If you’re running a cutting-edge IT service desk, you’re probably using software as a service to get tickets filed, sent to the right person, and processed quickly and efficiently. And it’s a common belief that this should really be the be-all and end-all of IT service desks.
And then the phone rings. “Can somebody please come down and take a look at the computer?”
This brings up a question any IT service desk will face: Do you still need a central phone number? Or any phone number?
It’s a trickier question than you may think. Here are a few issues to consider when debating whether to take that number off your phone system completely.
Do You Need the Redundancy?
SaaS service desks are extremely reliable and will never go down (except under very unusual circumstances). But as any IT director can tell you, there’s no such thing as a useless redundancy system. While the phone definitely should not be your main point of contact, it may be useful at certain points or with certain personnel. However, it does become a cost-benefit question: How often do you use the phone? Does having a number make sense under your phone system?

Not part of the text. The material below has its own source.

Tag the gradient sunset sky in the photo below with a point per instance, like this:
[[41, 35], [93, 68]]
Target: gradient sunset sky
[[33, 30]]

Do You Have Far-Flung Users to Work With?
If you have a lot of employees on the road, or get tickets from traveling sales personnel and the like, having a contact phone number makes sense. If they’re in a location with terrible connectivity, it might be easier for them to call you than it is to use the Internet. This issue will become less prominent over time as broadband expands and technology makes getting online simpler and easier no matter where you are. But until that point, being able to be reached by multiple methods will be crucial to making sure everybody who needs your department can actually contact it.
Do You Need The Personal Touch?
Another useful aspect of using the phone is that while people may be perfectly happy to file a ticket using the system, they may want to talk to you about it. More often than not, part of the problem is that the user needs to vent and be heard. Having the ability to offer the personal touch to users who need it can make the difference between satisfied responses and having a meeting about how “impersonal” your desk comes off as.
Does It Already Fit In With Your Standard Office Equipment?
It’s also worth looking at what technologies you use that may be able to fill in for the phone squatting on your desk. For example, if everybody in your department has a company-issued smartphone in the first place, having numbers available just makes sense. Or, if you use Skype and VoIP systems such as Google Voice, having a publicly-available contact certainly can’t hurt.
That said, if you do have phone numbers, follow best practices: Limit their use only to those who need them; do not post it on your intranet website or as a contact; and encourage callers to file over your SaaS system.